Seqanswers Leaderboard Ad

Collapse

Announcement

Collapse
No announcement yet.
X
 
  • Filter
  • Time
  • Show
Clear All
new posts

  • Protein ID that blast could not identify

    HI
    I downloaded a proteome in fasta formater, which contains hundreds of proteins (http://labs.umassmed.edu/chlamyfp/in...p?content=help). And I want to blast against these proteins with my data using Blast+, however, when I makeblastdb the proteome dataset, an error occurred
    *******************************************************************
    Error: NCBI C++ Exception:
    "/am/ncbiapdata/release/blast/src/2.2.26/IntelMAC-universal/c++/GCC401-ReleaseMT--IntelMAC-universal/../src/objects/seq/../seqloc/Seq_id.cpp", line 1679: Error: ncbi:bjects::CSeq_id::x_Init() - Unsupported ID type C_1150005
    *******************************************************************
    I thing there must be something wrong with the proteome data, cause the blast+ just worked well when I used the data downloaded directly from NCBI.

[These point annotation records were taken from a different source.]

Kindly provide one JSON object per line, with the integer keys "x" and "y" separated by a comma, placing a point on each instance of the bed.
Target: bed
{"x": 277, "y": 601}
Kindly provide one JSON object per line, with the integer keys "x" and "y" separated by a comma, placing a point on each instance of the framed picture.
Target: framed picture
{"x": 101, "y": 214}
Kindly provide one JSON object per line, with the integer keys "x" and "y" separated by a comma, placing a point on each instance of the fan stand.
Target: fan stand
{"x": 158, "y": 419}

    Therefore, I opened the proteome data with textedit, and for example, the header of each sequence was like this
    *****************************************************************
    >C_680011|168600 FAP45, Flagellar Associated Protein Weakly Similar to Nasopharyngeal Epithelium Specific Protein 1
    MPQTPPRSGGYRSGKQSYVDESLFGGSKRTGAAQVETLDSLKLTAPTRTISPKDRDVVTLTKGDLTRMLKASPIMTAEDVAAAKREAEAKREQLQAVSKA
    RKEKMLKLEEEAKKQAPPTETEILQRQLNDATRSRATHMMLEQKDPVKHMNQMMLYSKCVTIRDAQIEEKKQMLAEEEEEQRRLDLMMEIERVKALEQYE
    ARERQRVEERRKGAAVLSEQIKERERERIRQEELRDQERLQMLREIERLKEEEMQAQIEKKIQAKQLMEEVAAANSEQIKRKEGMKVREKEEDLRIADYI
    LQKEMREQ
    *****************************************************************

    Here the "C_680011|168600" should be the protein ID I think, but there was no found if I search it in NCBI. I just wonder what kind of ID it is and how should I do to make the blast+ recognise it.

    Thanks!

  • #2
    Are you using the -parse_seqids option? If so, try it without this. I only ever use this if my FASTA file identifiers follow the NCBI naming conventions.

    It would be useful to show the command you used to run makeblastdb as that might help us to understand what you are doing.

    Comment


    • #3
      Originally posted by maubp View Post
      Are you using the -parse_seqids option? If so, try it without this. I only ever use this if my FASTA file identifiers follow the NCBI naming conventions.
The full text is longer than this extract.